Capítulo 17
Por fin, el gran día llegó. La familia Salvatierra, como se apellidaban, arribó al pueblo de San Valentín. Para algunos, era un lugar totalmente nuevo, pero para Rodrigo y su madre, estaba lleno de recuerdos. Los acompañaban Esteban, sus hermanas Julia y Samantha, y Benjamín, el esposo de esta última. Varias camionetas lujosas se vieron llegar al pueblo, dirigiéndose a la nueva hacienda, El Refugio, y pronto se esparció el rumor de que los dueños de la empacadora habían llegado.
El bullicio en las calles aumentó mientras los curiosos se acercaban a observar el desfile de vehículos. Los Salvatierra, visiblemente emocionados, descendieron de las camionetas. Rodrigo respiró hondo, sintiendo el aire fresco y familiar del pueblo que había dejado atrás años antes.
—Mira, madre, aquí estamos otra vez —dijo Rodrigo, con una mezcla de nostalgia y alegría.

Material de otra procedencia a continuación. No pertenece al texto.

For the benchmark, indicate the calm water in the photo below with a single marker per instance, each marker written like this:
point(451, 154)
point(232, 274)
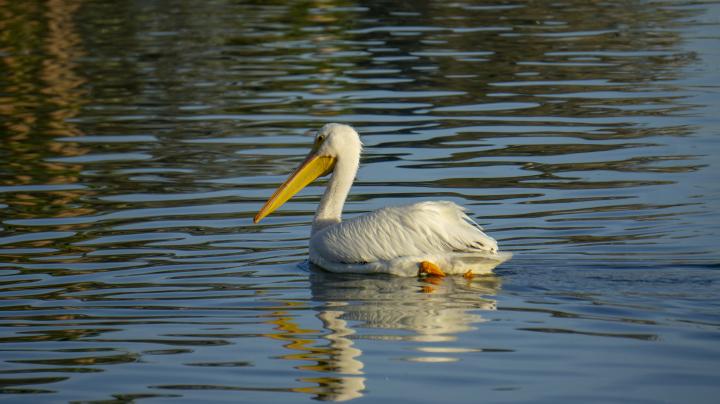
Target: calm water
point(139, 139)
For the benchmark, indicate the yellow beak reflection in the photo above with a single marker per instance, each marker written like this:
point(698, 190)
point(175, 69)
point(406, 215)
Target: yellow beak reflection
point(314, 166)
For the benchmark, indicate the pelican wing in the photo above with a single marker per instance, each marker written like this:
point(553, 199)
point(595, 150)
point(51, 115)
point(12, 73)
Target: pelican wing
point(418, 229)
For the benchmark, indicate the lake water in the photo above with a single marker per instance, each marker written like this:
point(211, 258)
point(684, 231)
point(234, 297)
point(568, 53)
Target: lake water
point(140, 138)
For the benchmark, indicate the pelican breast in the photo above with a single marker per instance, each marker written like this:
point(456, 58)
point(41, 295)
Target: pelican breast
point(416, 230)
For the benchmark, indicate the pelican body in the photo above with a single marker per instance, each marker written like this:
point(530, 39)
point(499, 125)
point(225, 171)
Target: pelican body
point(434, 237)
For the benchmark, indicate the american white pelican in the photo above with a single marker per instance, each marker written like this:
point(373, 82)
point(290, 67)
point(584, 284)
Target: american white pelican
point(434, 238)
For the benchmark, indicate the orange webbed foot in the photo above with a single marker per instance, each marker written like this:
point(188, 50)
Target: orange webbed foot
point(427, 268)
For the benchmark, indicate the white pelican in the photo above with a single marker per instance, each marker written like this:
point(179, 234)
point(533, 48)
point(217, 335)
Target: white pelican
point(432, 238)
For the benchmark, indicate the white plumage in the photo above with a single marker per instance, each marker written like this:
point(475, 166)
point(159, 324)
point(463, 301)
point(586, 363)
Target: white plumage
point(389, 240)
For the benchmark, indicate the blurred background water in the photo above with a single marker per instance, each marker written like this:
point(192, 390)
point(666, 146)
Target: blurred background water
point(140, 137)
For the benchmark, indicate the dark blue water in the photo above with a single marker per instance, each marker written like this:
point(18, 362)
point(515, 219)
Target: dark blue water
point(138, 140)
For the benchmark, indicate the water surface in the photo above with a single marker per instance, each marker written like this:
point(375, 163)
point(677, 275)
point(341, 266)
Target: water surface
point(140, 138)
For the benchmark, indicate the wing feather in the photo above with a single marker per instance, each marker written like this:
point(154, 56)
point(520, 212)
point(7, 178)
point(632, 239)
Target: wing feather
point(409, 230)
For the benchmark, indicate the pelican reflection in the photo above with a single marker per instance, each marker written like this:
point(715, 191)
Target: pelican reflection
point(384, 308)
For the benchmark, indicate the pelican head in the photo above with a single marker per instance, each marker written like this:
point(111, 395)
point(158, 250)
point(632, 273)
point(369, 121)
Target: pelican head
point(336, 149)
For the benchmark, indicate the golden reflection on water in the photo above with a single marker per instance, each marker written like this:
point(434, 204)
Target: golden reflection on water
point(42, 92)
point(398, 309)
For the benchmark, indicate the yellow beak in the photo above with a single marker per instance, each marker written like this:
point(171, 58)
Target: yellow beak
point(313, 167)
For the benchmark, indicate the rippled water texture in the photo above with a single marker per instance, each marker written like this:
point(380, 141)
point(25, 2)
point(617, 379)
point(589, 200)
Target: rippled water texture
point(140, 137)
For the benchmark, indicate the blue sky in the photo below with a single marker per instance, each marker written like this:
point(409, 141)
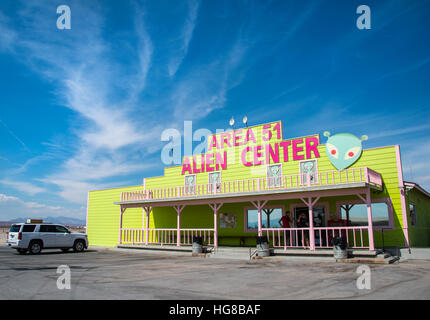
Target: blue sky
point(84, 109)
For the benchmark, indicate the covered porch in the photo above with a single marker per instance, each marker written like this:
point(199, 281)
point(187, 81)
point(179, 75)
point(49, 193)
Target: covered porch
point(258, 193)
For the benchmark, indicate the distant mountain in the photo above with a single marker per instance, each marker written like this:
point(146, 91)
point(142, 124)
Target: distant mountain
point(59, 220)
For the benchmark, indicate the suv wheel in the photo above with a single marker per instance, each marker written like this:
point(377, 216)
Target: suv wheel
point(35, 247)
point(79, 246)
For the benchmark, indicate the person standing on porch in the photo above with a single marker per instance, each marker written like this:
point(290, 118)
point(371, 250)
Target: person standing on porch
point(284, 222)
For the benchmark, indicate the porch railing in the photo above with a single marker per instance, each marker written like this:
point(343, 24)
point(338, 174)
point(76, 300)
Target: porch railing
point(295, 237)
point(326, 178)
point(165, 236)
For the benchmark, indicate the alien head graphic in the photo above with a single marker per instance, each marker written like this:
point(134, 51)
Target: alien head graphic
point(343, 149)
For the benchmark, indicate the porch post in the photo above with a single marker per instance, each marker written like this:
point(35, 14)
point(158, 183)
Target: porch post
point(310, 204)
point(259, 205)
point(260, 232)
point(216, 228)
point(369, 219)
point(178, 210)
point(311, 225)
point(122, 210)
point(215, 207)
point(147, 211)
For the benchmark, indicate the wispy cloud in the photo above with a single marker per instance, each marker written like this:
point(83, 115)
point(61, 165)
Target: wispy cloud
point(25, 187)
point(32, 209)
point(185, 37)
point(15, 137)
point(87, 78)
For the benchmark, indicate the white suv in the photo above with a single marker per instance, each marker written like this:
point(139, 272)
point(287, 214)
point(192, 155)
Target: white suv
point(33, 237)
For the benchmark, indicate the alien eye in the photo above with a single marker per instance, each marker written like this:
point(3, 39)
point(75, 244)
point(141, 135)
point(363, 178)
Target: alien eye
point(332, 150)
point(352, 152)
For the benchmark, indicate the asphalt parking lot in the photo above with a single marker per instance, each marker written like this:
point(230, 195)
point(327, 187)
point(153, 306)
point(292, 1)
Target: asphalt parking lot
point(136, 274)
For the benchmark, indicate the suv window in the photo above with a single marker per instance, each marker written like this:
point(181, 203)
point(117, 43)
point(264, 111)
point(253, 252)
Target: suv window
point(28, 228)
point(47, 228)
point(61, 229)
point(15, 228)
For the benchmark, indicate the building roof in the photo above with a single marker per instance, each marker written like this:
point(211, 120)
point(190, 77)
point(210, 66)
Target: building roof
point(412, 185)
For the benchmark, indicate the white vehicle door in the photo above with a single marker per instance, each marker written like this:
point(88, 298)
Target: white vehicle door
point(48, 236)
point(63, 237)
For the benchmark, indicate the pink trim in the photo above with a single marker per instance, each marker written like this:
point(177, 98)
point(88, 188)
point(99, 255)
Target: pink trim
point(417, 186)
point(236, 187)
point(316, 176)
point(402, 196)
point(362, 201)
point(324, 204)
point(86, 218)
point(245, 216)
point(215, 207)
point(279, 239)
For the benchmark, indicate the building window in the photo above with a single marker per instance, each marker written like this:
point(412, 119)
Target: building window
point(308, 167)
point(274, 175)
point(214, 181)
point(355, 214)
point(269, 218)
point(413, 214)
point(190, 184)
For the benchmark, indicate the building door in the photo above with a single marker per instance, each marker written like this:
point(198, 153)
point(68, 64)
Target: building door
point(319, 221)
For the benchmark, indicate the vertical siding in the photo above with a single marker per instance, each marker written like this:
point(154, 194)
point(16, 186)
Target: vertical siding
point(419, 233)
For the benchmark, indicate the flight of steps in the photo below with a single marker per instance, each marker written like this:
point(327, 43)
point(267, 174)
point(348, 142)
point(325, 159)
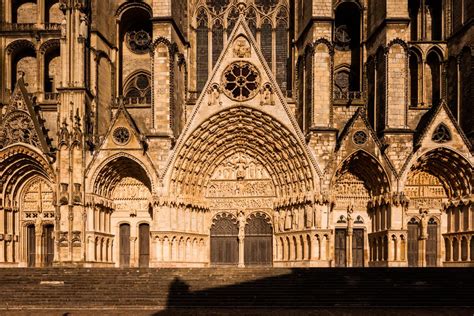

—Sí, hijo, y esta vez para quedarnos y hacer la diferencia —respondió Ana, sus ojos brillando con lágrimas de felicidad.
Esteban, siempre el apoyo firme de la familia, ayudaba a las hermanas de Rodrigo a descargar el equipaje. Julia, con ojos curiosos, miraba alrededor, fascinada por el encanto rústico del lugar. Samantha, acariciando su vientre, sonrió a Benjamín, quien le devolvió la mirada con ternura y orgullo.
La noticia de la llegada de la familia Salvatierra corrió como pólvora por el pueblo. Don Diego, trabajando en la empacadora, fue uno de los primeros en enterarse. Con el corazón lleno de expectativa.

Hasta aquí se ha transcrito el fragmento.